Sobre o tema, Helena[1] expõe:

“O ilícito, sendo resultante da violação de limites formais, pressupõe a existência de concretas proibições normativas, ou seja, é a própria lei que irá fixar limites para o exercício do direito. No abuso não há limites definidos e fixados aprioristicamente, pois estes serão dados pelos princípios que regem o ordenamento os quais contêm seus valores fundamentais”.

Afirmando a função social, Jean-Louis Bergel[2] aduz,

“é oriunda do abandono do absolutismo dos direitos e da afirmação da relatividade deles, por influência das doutrinas sociais para as quais o direito e os direitos têm acima de tudo uma ‘função social’”.

No mesmo rumo, Alf Ross[3] consigna,

“Um procedimento é lícito se a liberdade para realizá-lo é compatível com a liberdade de todas as outras pessoas segundo uma regra geral”.

Continua Ross, delineando o abuso de direito asseverando que nem todos os interesses subjetivos são juridicamente protegidos,

“Esses três fatores são, então, unidos por Nelson na seguinte formulação da norma de justiça: ‘Nunca ajas de tal maneira que não aprovasses tua ação se todos os interesses afetados fossem os teus”.
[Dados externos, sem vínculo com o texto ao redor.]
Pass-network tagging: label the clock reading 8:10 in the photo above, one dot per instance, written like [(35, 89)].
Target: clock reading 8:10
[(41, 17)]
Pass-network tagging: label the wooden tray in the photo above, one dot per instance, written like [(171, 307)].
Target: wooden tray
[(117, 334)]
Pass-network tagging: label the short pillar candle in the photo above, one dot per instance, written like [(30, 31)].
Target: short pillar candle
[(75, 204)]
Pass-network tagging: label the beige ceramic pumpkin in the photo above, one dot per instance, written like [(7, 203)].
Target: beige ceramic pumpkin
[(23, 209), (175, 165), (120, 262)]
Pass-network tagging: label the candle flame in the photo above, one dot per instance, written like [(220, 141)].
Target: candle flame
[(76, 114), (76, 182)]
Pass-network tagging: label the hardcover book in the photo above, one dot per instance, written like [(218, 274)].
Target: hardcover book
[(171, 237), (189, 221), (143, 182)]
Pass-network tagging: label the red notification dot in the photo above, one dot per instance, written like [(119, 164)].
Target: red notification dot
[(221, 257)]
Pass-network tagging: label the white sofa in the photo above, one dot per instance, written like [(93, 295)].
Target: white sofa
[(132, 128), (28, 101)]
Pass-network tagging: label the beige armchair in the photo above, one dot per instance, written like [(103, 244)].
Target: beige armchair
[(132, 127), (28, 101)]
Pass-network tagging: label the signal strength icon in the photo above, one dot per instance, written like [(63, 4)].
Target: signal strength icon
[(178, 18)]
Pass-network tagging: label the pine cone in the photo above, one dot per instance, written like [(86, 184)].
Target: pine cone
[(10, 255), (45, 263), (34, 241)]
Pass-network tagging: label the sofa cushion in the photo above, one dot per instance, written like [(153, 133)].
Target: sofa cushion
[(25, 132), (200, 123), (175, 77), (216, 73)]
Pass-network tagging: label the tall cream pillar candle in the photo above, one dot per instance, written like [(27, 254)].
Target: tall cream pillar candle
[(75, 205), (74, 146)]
                    Em nosso atual código civil, o abuso de direito é justificado à luz do artigo 187 que reza: “Também comete ato ilícito o titular de um direito que, ao exercê-lo, excede manifestamente os limites impostos pelo seu fim econômico ou social, pela boa-fé ou pelos bons costumes”.

                    Dessa forma, quando o exercício do direito adjetivo se afasta de sua função social, afasta-se também do próprio direito tout court, caracterizando um ato ilícito ou um exercício abusivo.

                    Vale destacar que nas matérias que se encontrarem subordinadas aos ditames do Código de Defesa do Consumidor, há previsão expressa do sistema de ampla reparação dos danos causados ao consumidor (artigo 6º, inciso VI).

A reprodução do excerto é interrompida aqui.